Critique : Tango Libre

 

Un film de Frédéric Fonteyne avec François Damiens, Sergi Lopez, Jan Hammenecker, Anne Paulicevich. Sortie le 28 novembre 2012.

 

Bonnie and Clyde and… Sergi Lopez and François l’Embrouille ? Non, vous ne rêvez pas, le réalisateur Frédéric Fonteyne l’a fait !

 

Note : 3,5/5

 

Des têtes d’affiches intéressantes, un « bal » des acteurs inédit et insolite : à première vue, Tango Libre a tout pour plaire. Sauf que… Le trio qui se transforme en quatuor soudé autour d’une figure féminine emblématique, c’est un peu du déjà vu. Fort heureusement, Frédéric Fonteyne, qui voue à travers ce film un hymne à sa danseuse, actrice et scénariste de compagne, se dépatouille des lieux communs et se dépêtre de la caricature facile. Ses personnages en deviennent atypiques et attachants, quoiqu’éloignés de nous. Les codétenus et meilleurs amis Fernand et Dominic se partagent en effet Alice, épouse de l’un et maîtresse de l’autre.
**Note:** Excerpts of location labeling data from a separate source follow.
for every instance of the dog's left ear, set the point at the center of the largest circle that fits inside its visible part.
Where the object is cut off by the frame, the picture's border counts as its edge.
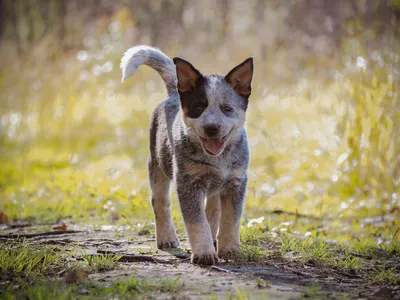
(188, 76)
(241, 76)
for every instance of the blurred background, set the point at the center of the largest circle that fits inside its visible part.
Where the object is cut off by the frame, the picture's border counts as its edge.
(323, 121)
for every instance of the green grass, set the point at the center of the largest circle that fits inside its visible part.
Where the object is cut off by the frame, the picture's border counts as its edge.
(129, 288)
(262, 284)
(313, 292)
(306, 249)
(101, 262)
(389, 276)
(250, 253)
(251, 235)
(21, 259)
(347, 263)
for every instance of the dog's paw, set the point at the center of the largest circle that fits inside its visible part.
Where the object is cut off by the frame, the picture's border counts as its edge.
(205, 259)
(229, 252)
(167, 242)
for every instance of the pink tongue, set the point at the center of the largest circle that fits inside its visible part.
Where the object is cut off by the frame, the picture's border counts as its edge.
(213, 145)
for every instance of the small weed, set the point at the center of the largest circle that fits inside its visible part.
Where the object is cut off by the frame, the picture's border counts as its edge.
(348, 263)
(394, 248)
(316, 250)
(262, 284)
(170, 286)
(251, 235)
(241, 295)
(146, 229)
(312, 291)
(101, 262)
(366, 248)
(389, 276)
(132, 287)
(18, 258)
(250, 253)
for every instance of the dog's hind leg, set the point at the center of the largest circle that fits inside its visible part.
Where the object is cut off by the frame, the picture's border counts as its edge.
(213, 212)
(165, 232)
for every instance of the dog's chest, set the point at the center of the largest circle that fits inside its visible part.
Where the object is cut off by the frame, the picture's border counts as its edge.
(210, 176)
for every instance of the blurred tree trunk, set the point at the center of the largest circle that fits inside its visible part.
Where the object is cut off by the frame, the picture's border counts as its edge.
(3, 16)
(259, 12)
(225, 7)
(62, 14)
(14, 7)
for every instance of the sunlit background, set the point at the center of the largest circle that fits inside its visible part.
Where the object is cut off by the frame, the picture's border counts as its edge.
(323, 121)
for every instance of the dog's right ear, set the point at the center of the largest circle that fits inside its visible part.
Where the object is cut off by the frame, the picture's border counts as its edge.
(188, 76)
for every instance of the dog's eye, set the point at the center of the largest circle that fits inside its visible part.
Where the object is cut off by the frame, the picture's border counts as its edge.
(198, 108)
(227, 108)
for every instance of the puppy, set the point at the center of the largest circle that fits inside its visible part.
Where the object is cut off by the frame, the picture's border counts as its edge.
(198, 139)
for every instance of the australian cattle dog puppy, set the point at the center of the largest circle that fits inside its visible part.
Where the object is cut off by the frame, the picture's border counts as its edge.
(197, 139)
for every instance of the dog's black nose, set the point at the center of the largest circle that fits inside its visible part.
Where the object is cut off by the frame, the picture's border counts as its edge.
(211, 130)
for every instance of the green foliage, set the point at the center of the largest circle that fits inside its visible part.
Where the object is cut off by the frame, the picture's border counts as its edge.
(316, 250)
(370, 166)
(101, 262)
(132, 287)
(20, 258)
(389, 276)
(313, 291)
(261, 283)
(347, 263)
(250, 253)
(251, 235)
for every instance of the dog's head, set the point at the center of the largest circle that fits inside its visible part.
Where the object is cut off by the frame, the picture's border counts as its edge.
(214, 106)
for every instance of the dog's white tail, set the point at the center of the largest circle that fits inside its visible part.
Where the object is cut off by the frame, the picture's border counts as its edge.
(154, 58)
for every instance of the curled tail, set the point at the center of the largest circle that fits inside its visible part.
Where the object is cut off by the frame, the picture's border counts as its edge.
(154, 58)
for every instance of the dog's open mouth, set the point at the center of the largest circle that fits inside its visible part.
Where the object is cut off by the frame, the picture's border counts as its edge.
(214, 146)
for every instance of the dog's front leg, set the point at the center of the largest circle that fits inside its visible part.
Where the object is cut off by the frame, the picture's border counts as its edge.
(191, 199)
(232, 200)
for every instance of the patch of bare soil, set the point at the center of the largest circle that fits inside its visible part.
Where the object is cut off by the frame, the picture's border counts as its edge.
(272, 279)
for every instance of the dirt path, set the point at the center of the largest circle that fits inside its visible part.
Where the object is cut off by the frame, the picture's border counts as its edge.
(271, 279)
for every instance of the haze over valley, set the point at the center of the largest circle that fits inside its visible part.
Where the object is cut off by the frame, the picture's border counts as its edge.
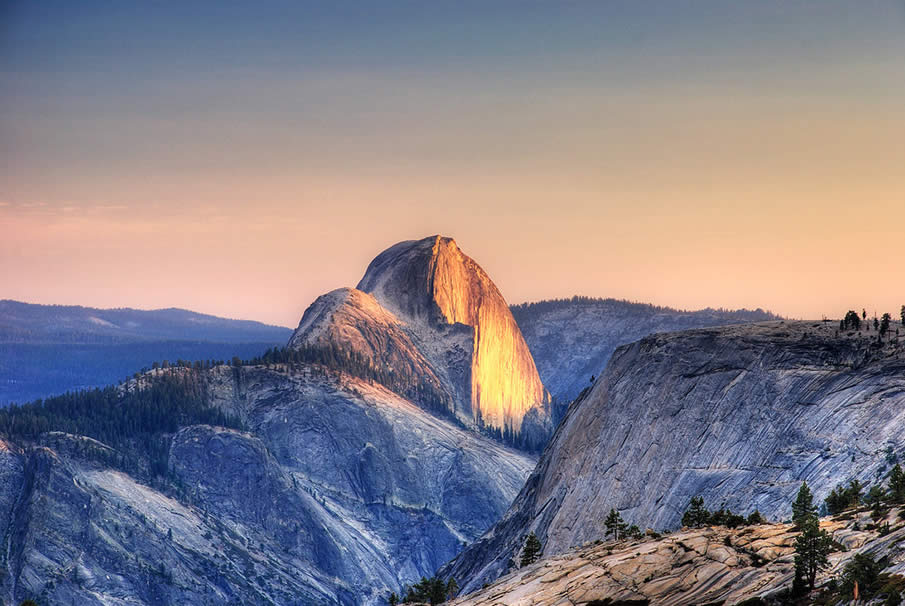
(508, 303)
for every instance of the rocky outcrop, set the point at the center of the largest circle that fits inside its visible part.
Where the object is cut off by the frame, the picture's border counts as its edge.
(428, 318)
(739, 415)
(572, 340)
(705, 566)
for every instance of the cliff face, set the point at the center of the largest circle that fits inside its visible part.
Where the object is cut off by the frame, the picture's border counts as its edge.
(738, 415)
(439, 291)
(339, 492)
(351, 327)
(694, 566)
(572, 340)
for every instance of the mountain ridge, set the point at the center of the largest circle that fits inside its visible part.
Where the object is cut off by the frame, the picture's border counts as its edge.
(739, 415)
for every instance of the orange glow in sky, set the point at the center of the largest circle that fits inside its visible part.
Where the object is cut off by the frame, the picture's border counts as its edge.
(685, 164)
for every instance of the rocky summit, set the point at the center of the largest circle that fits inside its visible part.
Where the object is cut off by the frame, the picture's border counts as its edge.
(572, 339)
(356, 460)
(428, 322)
(714, 565)
(738, 415)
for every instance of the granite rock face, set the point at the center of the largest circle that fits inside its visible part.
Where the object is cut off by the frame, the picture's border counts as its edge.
(739, 415)
(430, 320)
(572, 340)
(340, 492)
(693, 566)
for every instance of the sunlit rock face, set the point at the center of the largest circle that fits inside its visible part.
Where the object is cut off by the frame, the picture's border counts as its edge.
(739, 415)
(350, 323)
(339, 493)
(450, 305)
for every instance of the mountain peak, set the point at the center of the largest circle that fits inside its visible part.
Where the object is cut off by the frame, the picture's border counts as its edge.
(440, 291)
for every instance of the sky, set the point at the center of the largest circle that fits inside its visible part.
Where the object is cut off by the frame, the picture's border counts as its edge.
(242, 158)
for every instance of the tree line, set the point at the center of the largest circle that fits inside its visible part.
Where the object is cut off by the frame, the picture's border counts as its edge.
(137, 422)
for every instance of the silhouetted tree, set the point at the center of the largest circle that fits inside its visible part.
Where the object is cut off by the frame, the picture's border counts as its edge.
(812, 546)
(696, 515)
(452, 589)
(803, 507)
(864, 571)
(884, 323)
(897, 484)
(615, 524)
(851, 321)
(532, 549)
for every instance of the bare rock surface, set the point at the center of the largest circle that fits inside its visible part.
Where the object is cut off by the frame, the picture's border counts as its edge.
(739, 415)
(459, 317)
(693, 566)
(572, 340)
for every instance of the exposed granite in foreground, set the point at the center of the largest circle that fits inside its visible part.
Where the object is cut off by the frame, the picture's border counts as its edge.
(705, 566)
(340, 493)
(739, 415)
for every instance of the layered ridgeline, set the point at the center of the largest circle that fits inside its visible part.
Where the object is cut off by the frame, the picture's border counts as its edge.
(572, 340)
(429, 323)
(739, 415)
(333, 471)
(47, 350)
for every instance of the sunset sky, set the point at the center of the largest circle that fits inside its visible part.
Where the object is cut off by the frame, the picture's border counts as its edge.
(242, 158)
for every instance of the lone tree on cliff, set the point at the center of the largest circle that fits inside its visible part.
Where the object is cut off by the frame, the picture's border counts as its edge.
(897, 484)
(812, 547)
(696, 515)
(532, 549)
(803, 507)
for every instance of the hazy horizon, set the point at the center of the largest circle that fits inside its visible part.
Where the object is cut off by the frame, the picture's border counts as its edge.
(240, 161)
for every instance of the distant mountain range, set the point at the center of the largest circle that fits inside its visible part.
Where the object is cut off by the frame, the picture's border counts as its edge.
(572, 339)
(738, 415)
(50, 349)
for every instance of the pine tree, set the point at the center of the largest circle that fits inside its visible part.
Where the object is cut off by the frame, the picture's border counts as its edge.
(897, 484)
(812, 547)
(615, 525)
(452, 589)
(803, 507)
(532, 550)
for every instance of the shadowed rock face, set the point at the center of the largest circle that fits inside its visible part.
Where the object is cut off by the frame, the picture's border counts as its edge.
(573, 339)
(432, 326)
(340, 492)
(739, 415)
(694, 566)
(434, 287)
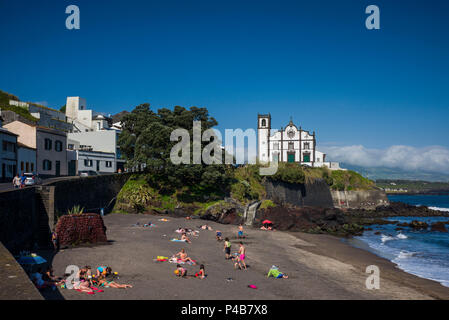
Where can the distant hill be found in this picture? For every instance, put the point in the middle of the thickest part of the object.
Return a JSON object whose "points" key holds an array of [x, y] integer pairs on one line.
{"points": [[118, 117], [376, 173]]}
La situation se complique encore davantage lorsque JC, le surveillant pénitentiaire des deux braqueurs – interprété par le magistral François Damiens, tenant ici un rôle tragi-comique aux antipodes des « embrouilles » absurdes qui l’ont fait connaître – tombe sous le charme de la belle, qui n’est autre que sa partenaire de tango.

 

Sergi Lopez dans Tango Libre
© Tous droits réservés

 

Le tango, le véritable protagoniste du film et le symbole assumé de l’amour fou, va ainsi sonder les relations ambigües entre les personnages, du mari qui entend reconquérir sa femme en appréhendant en prison les pas de base à la jalousie qui ronge peu à peu l’amant dépressif. Comme le yin et le yang, le feu et la glace, ces copains que tout oppose se complètent, tels les deux faces – rigueur et passion – d’une danse extrêmement complexe. Fonteyne emprunte alors à Bonnie and Clyde la liberté de ton et des personnages mais la comparaison s’arrête ici. Derrière le comportement libertin d’Alice se dissimule une femme qui n’est jamais parvenue à choisir, au point d’impliquer son fils, la paternité des deux hommes de sa vie et de libérer (une fois de plus) des chaines invisibles qui l’entravaient un gars coincé.  Le cinéaste se concentre tout au long du récit sur le regard de ce gardien de prison solitaire, à mi-chemin entre voyeurisme distant et implication concrète, et filme sa progressive mouvance en un « character » (puisque le terme anglo-saxon s’y prête particulièrement bien) à part entière, jusqu’au dénouement, assez cocasse.

 

A travers Tango Libre, un long métrage plutôt original attaché à ses protagonistes maladroits et égoïstes, Fonteyne nous fait partager avec une certaine lucidité une tranche de vie et d’humanité, sans avoir la prétention d’imprégner les mémoires.